The United Arab Emirates (UAE) recently announced plans to send a probe, named al-Amal (Hope), into Mars orbit. A new group called the Emirates Mars Mission was created to head this effort. The Emirates has insisted that they want this to be more than a technology demonstration mission. As such, they have stated certain science goals:
Once there, its work will include analysis of the Martian atmosphere in hopes of finding answers to ongoing conundrums involving Mars’ long term water loss via atmospheric photo-dissociation. That is, the reactive chemical breakdown of water (H2O) brought on by the Sun’s incoming photons.
Its mission aims include observing clouds and dust storms; changes in atmospheric layers and for the first time how the atmosphere interacts with Mars’ varied topography, from the large shield volcano Olympus Mons to the deep canyons of Mars’ Valles Marineris.

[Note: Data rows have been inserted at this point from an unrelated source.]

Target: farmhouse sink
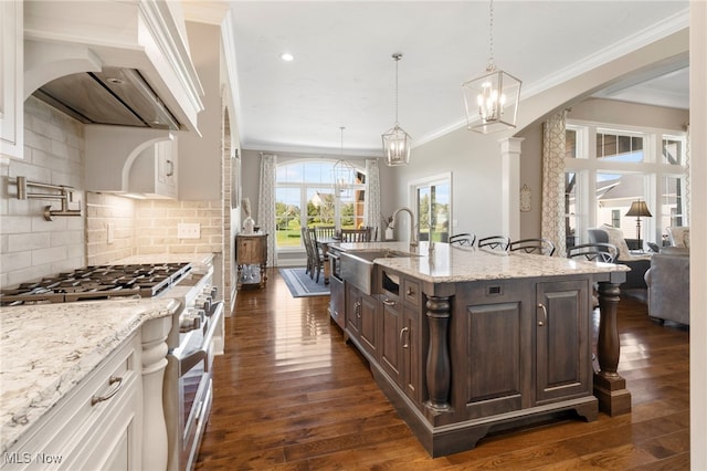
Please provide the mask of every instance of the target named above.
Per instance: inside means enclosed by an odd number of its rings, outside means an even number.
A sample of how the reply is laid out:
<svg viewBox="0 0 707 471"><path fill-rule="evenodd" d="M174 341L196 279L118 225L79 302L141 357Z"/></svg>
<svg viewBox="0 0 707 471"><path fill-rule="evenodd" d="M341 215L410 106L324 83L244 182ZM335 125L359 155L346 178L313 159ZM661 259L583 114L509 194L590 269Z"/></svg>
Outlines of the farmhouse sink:
<svg viewBox="0 0 707 471"><path fill-rule="evenodd" d="M388 249L351 250L340 254L340 275L348 283L366 294L372 294L376 289L377 259L400 259L420 257L416 253L401 252Z"/></svg>

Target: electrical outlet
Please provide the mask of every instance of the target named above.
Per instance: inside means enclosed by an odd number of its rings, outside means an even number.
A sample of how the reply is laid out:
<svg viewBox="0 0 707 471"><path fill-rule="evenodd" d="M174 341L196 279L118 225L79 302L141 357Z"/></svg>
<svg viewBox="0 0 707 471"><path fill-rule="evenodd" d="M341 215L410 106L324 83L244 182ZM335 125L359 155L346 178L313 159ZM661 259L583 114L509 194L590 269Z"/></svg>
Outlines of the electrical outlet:
<svg viewBox="0 0 707 471"><path fill-rule="evenodd" d="M199 222L180 222L177 224L177 238L200 239L201 224Z"/></svg>

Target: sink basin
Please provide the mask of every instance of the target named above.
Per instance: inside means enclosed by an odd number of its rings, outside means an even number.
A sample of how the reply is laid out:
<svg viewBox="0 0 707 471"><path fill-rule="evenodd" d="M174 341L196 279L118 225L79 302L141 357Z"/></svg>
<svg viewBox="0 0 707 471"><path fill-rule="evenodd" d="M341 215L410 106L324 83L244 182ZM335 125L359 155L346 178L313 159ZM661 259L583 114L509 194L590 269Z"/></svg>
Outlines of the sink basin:
<svg viewBox="0 0 707 471"><path fill-rule="evenodd" d="M398 250L350 250L346 254L352 255L352 258L359 258L369 263L373 263L376 259L400 259L409 257L420 257L416 253L401 252Z"/></svg>
<svg viewBox="0 0 707 471"><path fill-rule="evenodd" d="M351 250L341 252L340 275L348 283L366 294L372 294L376 289L376 259L400 259L420 257L416 253L401 252L388 249Z"/></svg>

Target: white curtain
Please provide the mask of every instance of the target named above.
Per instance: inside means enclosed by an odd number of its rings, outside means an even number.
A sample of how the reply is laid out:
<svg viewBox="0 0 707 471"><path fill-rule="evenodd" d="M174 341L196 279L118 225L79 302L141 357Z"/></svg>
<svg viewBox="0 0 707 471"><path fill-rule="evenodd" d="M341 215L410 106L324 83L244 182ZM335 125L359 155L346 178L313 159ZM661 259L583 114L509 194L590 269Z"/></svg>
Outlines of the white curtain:
<svg viewBox="0 0 707 471"><path fill-rule="evenodd" d="M542 132L542 221L541 236L556 245L557 257L566 257L564 233L564 132L563 111L551 116Z"/></svg>
<svg viewBox="0 0 707 471"><path fill-rule="evenodd" d="M267 234L267 266L277 265L275 254L275 172L277 156L261 154L261 189L257 198L257 221L261 230Z"/></svg>
<svg viewBox="0 0 707 471"><path fill-rule="evenodd" d="M378 159L366 159L366 205L363 207L363 226L373 228L373 234L382 239L380 217L380 174Z"/></svg>
<svg viewBox="0 0 707 471"><path fill-rule="evenodd" d="M692 178L690 178L690 171L689 171L689 124L686 127L686 145L685 145L685 195L683 198L685 198L685 208L687 208L687 220L683 219L683 221L680 222L680 226L689 226L690 221L692 221L692 216L693 216L693 211L692 211L692 205L690 205L690 184L692 184Z"/></svg>

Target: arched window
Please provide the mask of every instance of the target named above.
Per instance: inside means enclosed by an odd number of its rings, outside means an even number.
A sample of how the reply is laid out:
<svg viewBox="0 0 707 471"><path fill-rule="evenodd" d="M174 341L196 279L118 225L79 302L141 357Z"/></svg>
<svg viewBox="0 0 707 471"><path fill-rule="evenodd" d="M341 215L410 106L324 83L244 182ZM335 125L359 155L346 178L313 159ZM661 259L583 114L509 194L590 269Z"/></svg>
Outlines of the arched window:
<svg viewBox="0 0 707 471"><path fill-rule="evenodd" d="M297 160L277 166L275 229L278 249L302 248L300 228L363 226L366 175L356 168L356 184L336 197L334 165L337 160Z"/></svg>

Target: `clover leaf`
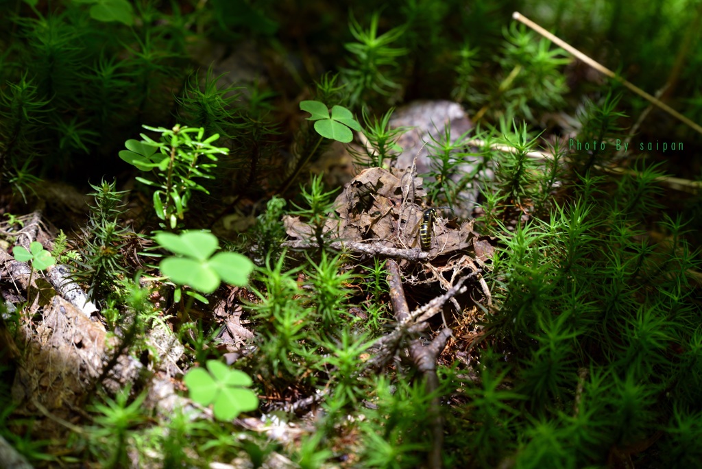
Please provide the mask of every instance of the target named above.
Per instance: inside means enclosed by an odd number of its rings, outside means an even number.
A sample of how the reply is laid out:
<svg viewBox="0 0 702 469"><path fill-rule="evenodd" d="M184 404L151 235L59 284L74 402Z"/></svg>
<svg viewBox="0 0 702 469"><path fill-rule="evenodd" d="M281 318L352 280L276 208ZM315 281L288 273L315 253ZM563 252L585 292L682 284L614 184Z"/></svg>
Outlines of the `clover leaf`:
<svg viewBox="0 0 702 469"><path fill-rule="evenodd" d="M105 22L119 21L127 26L134 24L134 8L128 0L74 0L78 4L93 4L90 15Z"/></svg>
<svg viewBox="0 0 702 469"><path fill-rule="evenodd" d="M361 131L361 125L354 119L351 111L342 106L332 107L331 117L326 105L319 101L302 101L300 109L312 114L307 120L317 121L314 130L325 138L348 143L353 140L351 129Z"/></svg>
<svg viewBox="0 0 702 469"><path fill-rule="evenodd" d="M129 164L136 166L137 169L148 171L152 168L158 167L161 171L166 171L168 157L161 153L154 154L157 150L156 147L147 145L146 142L133 139L125 142L124 146L127 150L119 152L119 157Z"/></svg>
<svg viewBox="0 0 702 469"><path fill-rule="evenodd" d="M15 246L12 252L15 260L20 262L31 260L32 267L36 270L45 270L56 263L56 260L51 256L51 253L46 251L41 243L37 241L32 242L29 244L29 251L21 246Z"/></svg>
<svg viewBox="0 0 702 469"><path fill-rule="evenodd" d="M204 406L214 403L215 417L224 421L258 408L258 397L246 389L253 384L249 375L217 360L208 360L207 369L196 368L183 377L192 400Z"/></svg>
<svg viewBox="0 0 702 469"><path fill-rule="evenodd" d="M204 293L211 293L224 282L244 286L253 264L237 253L213 253L219 248L217 237L203 231L186 231L180 235L159 233L156 241L161 246L180 255L161 261L164 275L178 285L188 285Z"/></svg>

after being inserted into an elliptical 55-hour orbit in the first quarter of 2021, Hope will carry out its nominal two-year science mission at altitudes ranging between 22,000 to 44,000 kilometers. From there, the mission will investigate how the lower and upper levels of the Martian atmosphere are connected. One goal is to create the first global picture of how the Martian atmosphere changes throughout the day and between seasons.
The Science Lead for the mission is Sarah Amiri, who seems to have experience in technology, but not in planetary science.
Will any planetary scientists be advising the Emirates Mars Mission team? If so, who?